Выйдя на яркий свет, она остановилась. Она вполне отдавала себе отчет в том, что приняла решение, которое никогда не изменит. Кейт Смит не станет женой Энтони Роуча. Она почувствовала, как от столкновения с неизмеримой подлостью, которой были исполнены слова Роуча, в ее душе пробудилась какая-то спокойная, тайная сила, и положилась на саму себя. Даже хаос мыслей и чувств, лихорадочно, сумбурно сменявшихся в ее сознании, не мог лишить ее этой новой, только что обретенной уверенности в себе.
Энтони Роуч был подлец. А Кейт Смит была девицей, бабушка которой верхом, с ружьем в руке еще защищала собственную ферму. Даже тетя Бетти не смогла до конца вытравить в душе Кейт чувство собственного достоинства. Неужели Кейт и вправду могла убедить себя, что любит такого человека, как Роуч? Неужели она обманывала себя, неужели позволила очаровать себя льстивым комплиментам Роуча, чтобы бежать из плена, от тети Бетти?
Вероятно, так все и было. У нее словно пелена спала с глаз.

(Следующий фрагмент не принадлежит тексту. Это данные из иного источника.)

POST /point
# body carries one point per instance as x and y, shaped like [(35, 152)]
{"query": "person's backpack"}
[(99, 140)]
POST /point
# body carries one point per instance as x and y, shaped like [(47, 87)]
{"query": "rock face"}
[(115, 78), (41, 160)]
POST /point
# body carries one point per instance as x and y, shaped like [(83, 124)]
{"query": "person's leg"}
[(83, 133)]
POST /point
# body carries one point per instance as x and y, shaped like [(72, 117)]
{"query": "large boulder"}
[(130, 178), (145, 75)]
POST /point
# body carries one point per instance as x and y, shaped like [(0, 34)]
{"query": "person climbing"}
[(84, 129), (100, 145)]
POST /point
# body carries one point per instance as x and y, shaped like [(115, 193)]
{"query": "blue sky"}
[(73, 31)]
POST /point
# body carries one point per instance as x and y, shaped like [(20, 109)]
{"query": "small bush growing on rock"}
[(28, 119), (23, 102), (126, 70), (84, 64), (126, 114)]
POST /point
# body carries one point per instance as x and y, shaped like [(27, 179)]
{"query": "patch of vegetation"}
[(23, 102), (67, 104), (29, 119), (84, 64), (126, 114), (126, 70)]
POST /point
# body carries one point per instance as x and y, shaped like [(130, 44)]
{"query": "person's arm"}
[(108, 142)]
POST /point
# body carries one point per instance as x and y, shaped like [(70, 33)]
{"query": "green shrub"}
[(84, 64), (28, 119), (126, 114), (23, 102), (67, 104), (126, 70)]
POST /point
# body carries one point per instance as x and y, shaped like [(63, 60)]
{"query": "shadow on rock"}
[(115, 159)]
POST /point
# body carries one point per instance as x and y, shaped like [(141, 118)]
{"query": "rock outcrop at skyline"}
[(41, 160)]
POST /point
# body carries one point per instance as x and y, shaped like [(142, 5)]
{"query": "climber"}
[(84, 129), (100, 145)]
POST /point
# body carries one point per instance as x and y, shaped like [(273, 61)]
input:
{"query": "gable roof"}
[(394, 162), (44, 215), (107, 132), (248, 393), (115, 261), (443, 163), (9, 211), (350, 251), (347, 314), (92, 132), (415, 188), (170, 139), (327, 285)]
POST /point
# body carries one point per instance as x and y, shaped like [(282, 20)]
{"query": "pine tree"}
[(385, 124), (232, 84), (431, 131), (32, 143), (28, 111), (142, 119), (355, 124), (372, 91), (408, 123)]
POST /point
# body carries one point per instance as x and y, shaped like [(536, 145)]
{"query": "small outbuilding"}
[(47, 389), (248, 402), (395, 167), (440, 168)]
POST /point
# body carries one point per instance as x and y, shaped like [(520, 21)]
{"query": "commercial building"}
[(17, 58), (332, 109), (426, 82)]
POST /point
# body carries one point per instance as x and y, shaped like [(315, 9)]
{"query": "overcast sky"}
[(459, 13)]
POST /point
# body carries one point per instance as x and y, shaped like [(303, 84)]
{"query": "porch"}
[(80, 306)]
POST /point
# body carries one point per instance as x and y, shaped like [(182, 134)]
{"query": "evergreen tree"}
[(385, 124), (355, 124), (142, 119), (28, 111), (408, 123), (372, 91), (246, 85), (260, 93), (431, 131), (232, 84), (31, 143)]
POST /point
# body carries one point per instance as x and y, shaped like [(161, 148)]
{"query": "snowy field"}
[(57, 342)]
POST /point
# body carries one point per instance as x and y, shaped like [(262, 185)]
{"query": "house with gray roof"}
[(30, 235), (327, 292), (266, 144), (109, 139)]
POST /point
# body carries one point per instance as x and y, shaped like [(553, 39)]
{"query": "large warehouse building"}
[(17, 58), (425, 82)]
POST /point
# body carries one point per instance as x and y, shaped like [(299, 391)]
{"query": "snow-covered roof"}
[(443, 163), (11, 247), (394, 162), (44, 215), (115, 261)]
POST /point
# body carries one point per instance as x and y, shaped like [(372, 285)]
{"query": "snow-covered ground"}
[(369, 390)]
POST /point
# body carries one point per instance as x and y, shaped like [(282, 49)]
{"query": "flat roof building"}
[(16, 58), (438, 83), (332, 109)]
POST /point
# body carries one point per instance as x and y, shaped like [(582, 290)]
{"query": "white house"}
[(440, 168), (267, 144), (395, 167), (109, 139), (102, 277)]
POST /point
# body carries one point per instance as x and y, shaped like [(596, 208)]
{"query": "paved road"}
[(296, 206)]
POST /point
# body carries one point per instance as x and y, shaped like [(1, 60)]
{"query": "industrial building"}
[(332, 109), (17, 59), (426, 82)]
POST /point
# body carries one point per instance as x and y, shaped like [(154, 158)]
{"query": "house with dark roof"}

Кейт стала в одиночестве бродить туда-сюда по двору. Она прошла мимо индейского разведчика Тобиаса, которого так и не отвязали от столба. Он опустился на землю и устремил ничего не выражающий взгляд в пространство.
Сейчас, когда у нее словно открылись глаза, Кейт невольно сочувствовала всякому живому существу, которого так же, как и ее саму, кто-то обрек на муки. Поэтому она остановилась возле индейца и, желая оправдать перед самой собой, а может быть, и перед другими то обстоятельство, что обращается к индейцу, приговоренному к телесному наказанию, произнесла: «Тобиас, не упрямься, расскажи, как положено, все моему отцу, майору Смиту. Скажи с чистой совестью все как есть, ничего не скрывай. Мой отец всегда поступает справедливо».